22/07/01 - Day 21
Keeping in position
Rob White reports
The ROV is now travelling over the wreck site - searching out the best pictures
of the wreck of HMS 'Hood'.
But it would have a job getting any of them if it weren't for the technical
wizardry of 'Global Positioning by Satellite'. 'Northern Horizon's G.P.S. signal
comes down into the ship through an equipment array above the bridge - fixing
where she is so that once we have a site to work on we can stay on it.
George Holmes at work
All the time of course wind and wave are doing their best to push us OFF that
position. That's where George Holmes, Dynamic Positioning Operator, and his 'D.P.'
kit come in.
The ship has side and bow thrusters, controlled by a computer programmed with the position we need to be in. If we move from that, the D.P. computer instructs the thrusters to put her back on the spot.
But getting the D.P. to work properly is still down to human experience.
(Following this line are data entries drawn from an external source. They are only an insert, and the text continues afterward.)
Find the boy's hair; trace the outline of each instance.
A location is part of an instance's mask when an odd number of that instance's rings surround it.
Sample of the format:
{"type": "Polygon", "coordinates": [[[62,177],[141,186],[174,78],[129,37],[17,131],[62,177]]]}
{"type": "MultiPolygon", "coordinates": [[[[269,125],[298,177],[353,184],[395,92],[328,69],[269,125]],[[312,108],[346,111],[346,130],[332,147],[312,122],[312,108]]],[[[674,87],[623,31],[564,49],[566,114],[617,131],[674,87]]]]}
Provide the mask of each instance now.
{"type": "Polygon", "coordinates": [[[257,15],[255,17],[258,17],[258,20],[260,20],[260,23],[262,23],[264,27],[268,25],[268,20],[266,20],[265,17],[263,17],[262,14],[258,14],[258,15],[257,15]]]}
For a start, judging the best direction to point the ship for the ROV to work well is down to a seaman's judgment.
The radio mask on board Northern Horizon
And even G.P.S. has to be fine-tuned. That's done by cross-checking where the
satellite SAYS something is against where it ACTUALLY is, on a good old-fashioned
chart. Then our navigator, Chris Jones of Thales Geosolutions, will measure
the difference between the two positions, adjust the fix we want to use accordingly.
"One Hundred and Eighty!" - you're on the bullseye and ready to get to work.